I'm a new poster in the forum so I ask your patience if I'm posting on subjects that have been extensively discussed in the past.

I'm curious about the performance of Gnome-Rhone series of air cooled fighter engines, such as were used in the Bloch MB152 and PZL-24 series of fighters. I've heard the later models of these engines (1000 HP and above) had overheating problems. Anybody have the skinny on those type of issues? Were they ever resolved? Anything else you can tell me on those engines?

Thanks!
 
Yes, overheating problems of the 14N were overcome later on. Needed higher grade alloys though.

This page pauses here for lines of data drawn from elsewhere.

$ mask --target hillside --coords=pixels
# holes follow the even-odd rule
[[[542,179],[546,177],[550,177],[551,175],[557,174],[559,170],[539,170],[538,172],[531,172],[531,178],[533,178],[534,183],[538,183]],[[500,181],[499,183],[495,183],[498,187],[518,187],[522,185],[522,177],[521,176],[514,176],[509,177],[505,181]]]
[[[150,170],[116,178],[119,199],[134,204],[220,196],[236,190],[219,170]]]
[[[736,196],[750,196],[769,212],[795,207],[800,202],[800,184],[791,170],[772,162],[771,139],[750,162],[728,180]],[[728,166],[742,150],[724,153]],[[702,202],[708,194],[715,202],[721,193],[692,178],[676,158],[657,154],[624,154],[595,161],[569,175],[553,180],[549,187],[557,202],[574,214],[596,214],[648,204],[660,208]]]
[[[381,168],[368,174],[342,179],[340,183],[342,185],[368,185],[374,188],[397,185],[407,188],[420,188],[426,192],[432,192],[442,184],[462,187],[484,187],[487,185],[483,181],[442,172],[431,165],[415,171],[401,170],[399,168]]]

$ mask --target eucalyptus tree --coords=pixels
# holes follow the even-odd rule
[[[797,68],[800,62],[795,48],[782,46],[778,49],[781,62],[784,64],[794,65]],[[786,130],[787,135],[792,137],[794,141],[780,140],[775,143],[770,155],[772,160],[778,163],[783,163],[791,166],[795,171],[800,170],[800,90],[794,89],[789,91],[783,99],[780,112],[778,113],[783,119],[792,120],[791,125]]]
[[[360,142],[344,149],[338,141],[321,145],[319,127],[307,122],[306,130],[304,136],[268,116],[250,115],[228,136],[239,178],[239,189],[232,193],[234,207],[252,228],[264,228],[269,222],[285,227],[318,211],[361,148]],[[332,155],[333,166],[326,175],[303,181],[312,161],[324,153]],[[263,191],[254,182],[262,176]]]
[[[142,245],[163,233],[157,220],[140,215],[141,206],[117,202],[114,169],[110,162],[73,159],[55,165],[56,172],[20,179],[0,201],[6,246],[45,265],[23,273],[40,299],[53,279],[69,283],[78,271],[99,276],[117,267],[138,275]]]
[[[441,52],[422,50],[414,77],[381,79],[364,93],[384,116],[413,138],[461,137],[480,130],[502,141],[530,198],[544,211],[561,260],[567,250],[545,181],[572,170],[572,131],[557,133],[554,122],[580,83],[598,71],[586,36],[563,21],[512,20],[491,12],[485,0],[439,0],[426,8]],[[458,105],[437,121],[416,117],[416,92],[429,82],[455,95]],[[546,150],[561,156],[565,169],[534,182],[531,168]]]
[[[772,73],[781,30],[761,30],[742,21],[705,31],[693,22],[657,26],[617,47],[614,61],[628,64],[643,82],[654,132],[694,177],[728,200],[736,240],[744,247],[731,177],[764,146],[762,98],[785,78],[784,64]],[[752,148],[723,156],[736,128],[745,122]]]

14R still had problems but these too would have been solved had the French continued working on them after the armistice.
Kris
 
In researching your query, I came upon two books - My Rand McNally Encyclopedia of Military Aircaft says very little on the MB 151-155 series planes saying only that it had poor performance at high altitudes. However, I recently found a book I had since childhood called, "French Fighters of WW 2", Hylton Lacey, #11. In the chapter dealing with the MB 151-155 series fighters, there is mention (pg. 20) of 2 experimental prototypes.

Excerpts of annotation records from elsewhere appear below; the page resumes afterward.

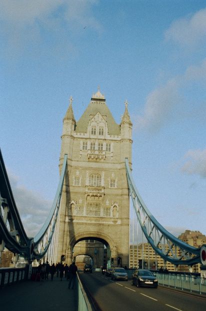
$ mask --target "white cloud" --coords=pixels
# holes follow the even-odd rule
[[[134,130],[145,130],[152,132],[158,130],[166,122],[172,120],[176,114],[176,118],[180,115],[181,105],[184,107],[182,113],[184,118],[204,120],[206,115],[204,102],[194,103],[194,108],[192,112],[186,110],[185,106],[182,104],[185,102],[184,88],[194,81],[198,82],[200,86],[203,84],[203,87],[204,86],[206,59],[198,65],[190,66],[182,76],[176,76],[168,80],[164,86],[152,92],[146,98],[143,115],[136,116],[132,119]]]
[[[13,59],[26,52],[68,58],[76,50],[72,32],[83,32],[86,26],[86,31],[102,31],[92,10],[96,3],[95,0],[0,0],[0,38],[6,42],[2,54]]]
[[[205,40],[206,8],[172,22],[165,32],[165,37],[167,40],[187,46],[193,46]]]
[[[136,130],[156,131],[171,118],[172,110],[180,102],[178,79],[170,80],[166,85],[154,90],[148,96],[143,116],[138,116],[134,122]]]
[[[187,160],[182,168],[183,172],[206,178],[206,149],[190,150],[186,154],[184,158]]]
[[[20,217],[26,234],[34,236],[46,220],[52,202],[19,184],[18,178],[8,174],[8,178]]]

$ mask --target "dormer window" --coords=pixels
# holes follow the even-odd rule
[[[88,143],[87,142],[83,142],[82,144],[82,150],[88,150]]]
[[[92,135],[96,134],[96,126],[92,126],[91,134]]]
[[[111,151],[111,144],[106,144],[106,151]]]
[[[100,126],[98,128],[98,134],[100,136],[104,135],[104,126]]]
[[[91,142],[90,144],[90,149],[95,150],[95,142]]]
[[[103,144],[99,142],[98,144],[98,150],[102,151],[103,150]]]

One called for a 1,200 hp Pratt Whitney R-18300S3C-G Twin Wasp 14-cylinder two-row radial engine to be installed in the MB 153 frame. Filght tests in April 8, 1939 showed performance to be about the same as with the original French engine (Gnome-Rhone 14N25).

There were also plans for a 1,200 hp Wright R-182 Cyclone 9-cylinder radial to be installed in the MB 154 frame. The engine was not delivered before France fell in 1940.

During the occupation, limited testing was allowed under the German occupational authorities on the MB 156 (MB 152 airframe but re-engined), but this was abandoned and instead a redesigned frame would be adopted for a more powerful engine. This would be the MB 157 powered by the Gnome-Rhone 14R giving 1,590 hp at take off, or 1,700 hp at 26,000 ft. (pg. 25)

Testing in 1943 showed the aircraft to have excellent qualities and performance. However, the Germans were more interested in the engine and took it back to Germany, leaving the airframe in France, where it would be destroyed in an Allied air raid in 1944.

The more I read about this unfortunate plane, I realized that the French government was close to cancelling the MB 151 project in favor of more modern designs (the D.520 for example), but the looming threat of war convinced them to allow the production series to continue. This is too bad as a cancellation of this project it may have helped streamline existing production lines on the more modern aircraft and producing more of them.

The heating problems with the MB 151-155 series occured mostly within the oil unit, and the airframe was modified several times to allow for a ventral cooling duct for the oil system. The undercarriage and cockpit was slightly modified on several occassions as well. Overall, a lot of time and money was spent on this aircraft that otherwise would not have been necessary on the other designs at the time, and had the threat of war (and perhaps politics) not been present, in all likelyhood this plane would have never left the prototype stage in 1936 and been cancelled then and there.